SOUTH CHARLESTON, W.Va. (Release) — The West Virginia Division of Natural Resources has found deer in eight counties that have died from a hemorrhagic disease that causes extensive bleeding.
This year, deer in Boone, Brooke, Hancock, Lincoln, Marshall, Ohio, Tucker and Wayne counties have died from a disease caused by the Epizootic Hemorrhagic Disease Virus (EHDV). The disease has also been confirmed in deer herds in Kentucky, Ohio, Pennsylvania and Virginia this year. Hemorrhagic diseases can also be caused by the Blue Tongue Virus, but no BTV-infected deer have been detected in West Virginia.
This disease is not contagious to humans and EHDV is not related to chronic wasting disease, which has only been detected in Hampshire and Hardy counties.
“The disease disappears with the first frost because the spread of the virus is dependent on small midges called culicoides, which are killed by cold temperatures,” said Gary Foster, DNR’s assistant chief in charge of game management.
Samples from West Virginia were sent to the Southeastern Cooperative Wildlife Disease Study at the University of Georgia’s School of Veterinary Medicine, where the virus was isolated and identified. Although this disease usually does not have a major impact on the deer population, DNR is surveying the extent of the outbreak. EHDV may cause local reductions in the deer population by usually 20 percent or less.
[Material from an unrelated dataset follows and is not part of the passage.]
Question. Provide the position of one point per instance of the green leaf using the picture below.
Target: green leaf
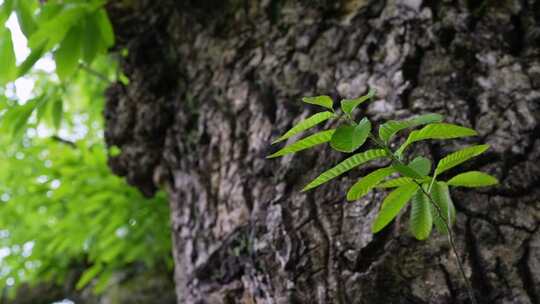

Outbreaks of this disease do not affect West Virginia deer every year. The last large outbreaks occurred in 1996, 2002, 2007 and 2012. EHDV does not persist in deer that survive infection. Although hunters should never consume meat from an obviously sick animal, deer affected by EHDV are usually safe to eat. Landowners and hunters are urged to report sick or dead deer to their nearest DNR district office.